The ½ factor comes from calculus. As a capacitor charges, the voltage starts at 0 and increases to the final voltage V. The energy is the integral of power over time, and since voltage increases linearly, the average voltage during charging is V/2. This gives E = Q × (V/2) = CV²/2.
A supercapacitor (or ultracapacitor) has extremely high capacitance—from 1 F to thousands of Farads. They bridge the gap between batteries and regular capacitors:
- High power density: Can charge/discharge very quickly
- Long cycle life: 100,000+ charge cycles
- Lower energy density: Less total energy than batteries
- Uses: Regenerative braking, power backup, energy harvesting
Voltage has a squared relationship with energy (E = ½CV²). This means:
- Double the voltage → 4× the energy
- Triple the voltage → 9× the energy
- Half the voltage → ¼ the energy
This is why high-voltage applications can store significantly more energy with the same capacitance.
Every physical capacitor has a maximum working voltage (VDC) rating. Exceeding this voltage can cause:
- Dielectric breakdown: The insulator fails and current flows through
- Explosion/fire: Electrolytic capacitors can violently vent
- Immediate failure: The capacitor becomes a short circuit
For example, a 100 µF capacitor rated at 25V should never be charged to 50V, even though the calculator would show 4× the energy. Always select capacitors with voltage ratings at least 20% higher than your expected operating voltage.
Yes, charged capacitors can be extremely dangerous.
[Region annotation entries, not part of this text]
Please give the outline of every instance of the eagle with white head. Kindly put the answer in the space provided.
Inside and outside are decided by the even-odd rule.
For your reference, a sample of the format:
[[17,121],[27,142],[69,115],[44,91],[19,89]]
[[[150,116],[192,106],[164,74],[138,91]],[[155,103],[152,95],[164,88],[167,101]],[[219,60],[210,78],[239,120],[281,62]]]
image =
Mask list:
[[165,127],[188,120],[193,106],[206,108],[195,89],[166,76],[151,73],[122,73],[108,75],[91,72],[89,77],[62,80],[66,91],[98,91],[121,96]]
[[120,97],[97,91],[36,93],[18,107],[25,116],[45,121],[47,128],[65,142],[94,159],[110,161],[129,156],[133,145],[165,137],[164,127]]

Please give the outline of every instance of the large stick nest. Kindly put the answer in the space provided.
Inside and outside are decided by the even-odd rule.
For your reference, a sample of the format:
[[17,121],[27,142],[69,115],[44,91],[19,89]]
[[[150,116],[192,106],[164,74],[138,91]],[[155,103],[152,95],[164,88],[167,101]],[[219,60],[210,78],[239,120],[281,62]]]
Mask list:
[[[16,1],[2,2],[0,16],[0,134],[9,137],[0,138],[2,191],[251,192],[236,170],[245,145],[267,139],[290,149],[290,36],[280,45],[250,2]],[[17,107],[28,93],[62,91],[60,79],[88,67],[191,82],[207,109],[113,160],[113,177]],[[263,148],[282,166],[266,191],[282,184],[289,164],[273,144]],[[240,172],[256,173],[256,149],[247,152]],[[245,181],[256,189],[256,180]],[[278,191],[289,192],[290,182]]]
Key safety concerns:
- Electric shock: Even 50V with high capacitance can deliver dangerous currents
- Burns: High-energy discharge generates intense heat instantly
- Arc flash: Large capacitors can produce bright, dangerous arcs
- Retained charge: Capacitors hold charge for hours or days after power-off
Safe discharge procedure: Use a 1kΩ–10kΩ resistor (rated for the power) connected across the terminals. Never short-circuit a charged capacitor with a screwdriver—this can cause welding, burns, and flying metal fragments.